FRIENDS! ROMANS! COUNTRYMEN! Ah, that's not my proper cue!             
It's my own Darling Dubliners that I am talking to
Friends Old and New, all tried and true, Who've honoured me today
It makes me feel so humble - but this I'd like to say
If some kind fairy waved her wand and offered me the Earth
I'd rather be a Freeman in this City of my Birth.
My wanderings have taken me to countries strange and far
From Iceland to the Tropic Isles, but, lovely as they are
I didn't weep when leaving them, my heart was never there
T'was calling me to hurry home to Dublin City Fair
To York Street, Cork Street, Meath Street and the Coombe
I know them all, I've walked them all when I was in full bloom
I love the little houses where the decent people live
The open handed people who haven't much to give
God Bless them all, God bless us too and send us all his peace
May kindness and friendship in Old Dublin never cease
Dear Old Dublin! Lovely Dublin!
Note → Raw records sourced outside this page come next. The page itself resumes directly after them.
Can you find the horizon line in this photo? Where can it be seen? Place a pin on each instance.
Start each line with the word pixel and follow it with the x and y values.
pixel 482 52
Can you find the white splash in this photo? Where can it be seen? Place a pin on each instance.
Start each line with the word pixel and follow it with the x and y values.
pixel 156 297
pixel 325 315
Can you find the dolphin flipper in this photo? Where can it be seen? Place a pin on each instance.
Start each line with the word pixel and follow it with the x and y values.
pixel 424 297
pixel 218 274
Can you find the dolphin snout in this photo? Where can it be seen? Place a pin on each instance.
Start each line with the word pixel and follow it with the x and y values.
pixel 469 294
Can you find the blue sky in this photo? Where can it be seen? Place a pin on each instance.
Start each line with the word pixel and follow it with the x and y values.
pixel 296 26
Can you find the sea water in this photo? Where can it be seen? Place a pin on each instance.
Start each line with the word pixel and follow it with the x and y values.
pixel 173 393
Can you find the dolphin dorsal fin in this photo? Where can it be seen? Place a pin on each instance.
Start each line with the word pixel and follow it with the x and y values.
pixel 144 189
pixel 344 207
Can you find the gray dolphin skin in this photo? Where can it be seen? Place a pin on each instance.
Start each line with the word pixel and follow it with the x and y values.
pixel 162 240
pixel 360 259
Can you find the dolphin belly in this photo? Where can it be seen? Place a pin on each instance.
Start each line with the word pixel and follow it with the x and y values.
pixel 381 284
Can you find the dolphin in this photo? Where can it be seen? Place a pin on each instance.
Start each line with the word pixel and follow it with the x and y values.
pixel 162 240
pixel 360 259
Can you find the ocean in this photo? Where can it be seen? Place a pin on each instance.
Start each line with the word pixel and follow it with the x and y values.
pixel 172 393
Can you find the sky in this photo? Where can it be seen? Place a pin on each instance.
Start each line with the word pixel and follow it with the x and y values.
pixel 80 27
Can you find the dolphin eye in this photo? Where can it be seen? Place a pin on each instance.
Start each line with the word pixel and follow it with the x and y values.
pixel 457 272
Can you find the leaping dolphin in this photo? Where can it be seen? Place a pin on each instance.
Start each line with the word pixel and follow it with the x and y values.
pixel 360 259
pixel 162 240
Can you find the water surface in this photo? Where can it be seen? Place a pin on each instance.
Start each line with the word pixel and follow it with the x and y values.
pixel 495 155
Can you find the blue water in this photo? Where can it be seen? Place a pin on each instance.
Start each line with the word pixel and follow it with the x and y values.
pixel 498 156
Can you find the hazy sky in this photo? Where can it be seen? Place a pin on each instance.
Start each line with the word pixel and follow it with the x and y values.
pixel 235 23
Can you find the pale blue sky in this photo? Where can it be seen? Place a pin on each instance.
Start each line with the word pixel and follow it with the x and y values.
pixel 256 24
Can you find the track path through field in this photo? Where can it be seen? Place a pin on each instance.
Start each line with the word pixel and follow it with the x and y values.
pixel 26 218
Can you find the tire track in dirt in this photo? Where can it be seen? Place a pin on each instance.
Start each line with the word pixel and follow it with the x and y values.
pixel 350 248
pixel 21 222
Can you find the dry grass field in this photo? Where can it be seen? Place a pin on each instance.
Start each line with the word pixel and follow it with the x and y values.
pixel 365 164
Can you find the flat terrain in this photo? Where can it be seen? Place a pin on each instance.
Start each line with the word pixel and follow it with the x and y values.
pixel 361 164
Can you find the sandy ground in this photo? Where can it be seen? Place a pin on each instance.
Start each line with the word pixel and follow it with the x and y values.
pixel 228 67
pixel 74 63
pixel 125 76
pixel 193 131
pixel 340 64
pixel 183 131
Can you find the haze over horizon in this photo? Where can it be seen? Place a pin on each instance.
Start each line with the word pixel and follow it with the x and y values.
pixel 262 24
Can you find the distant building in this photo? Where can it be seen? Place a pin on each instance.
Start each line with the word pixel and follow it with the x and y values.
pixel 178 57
May you ever lovelier grow
As long as leave grow on the tress and Liffey Waters flow!

copyright Noel Purcell

- I gather he has also appeared on an Irish stamp. How did that come about?

It was done as his 100th Birthday approached. Mum was asked for a photo and gladly gave a great one of Dad at his favourite hobby, Laytown Races!

- Do you know if your dad had a favourite role in his career? 

I think he was proudest of 'Mutiny' and staying sane while Brando and Richard harris tried to kill each other regularly!

- Of all his performances, do you have a favourite and why?

Watch Your Stern seconded by 'Iron Maiden"  He did a great Admiral!

- How do you think your father would like to be remembered?

I am very honoured and proud that he is remembered on these wesites. He was so humble, yet proud that he felt he gave value for money

- Finally, I must ask - what's your favourite Carry On film and why?

Carry on Nurse!  No contest!

I would like to thank Patrick for taking the time to answer my questions - it was a joy. 

You can follow me on Twitter @CarryOnJoan on Facebook and on Instagram


  1. As a young schoolboy I met Noel Purcell a couple of times in Tandragee N. Ireland. What a lovely man he was.I always wondered why he visited such a small town, perhaps he had relatives there?

    1. Dad had a great racing pal, Hugh Glynn McGlashen (I think that was his surname). My brother, GLynn (whom Dad called Hughie!) is named after him.

  2. Always remember Mr Purcell as a Rabbi in the film Fight of the Doves. He looked so stern, but was so kind to the children it made me cry.

  3. Dad was very, very proud that the Jewish Temple in Dublin thought that his performance was so well done, they made him an honorary Rabbi!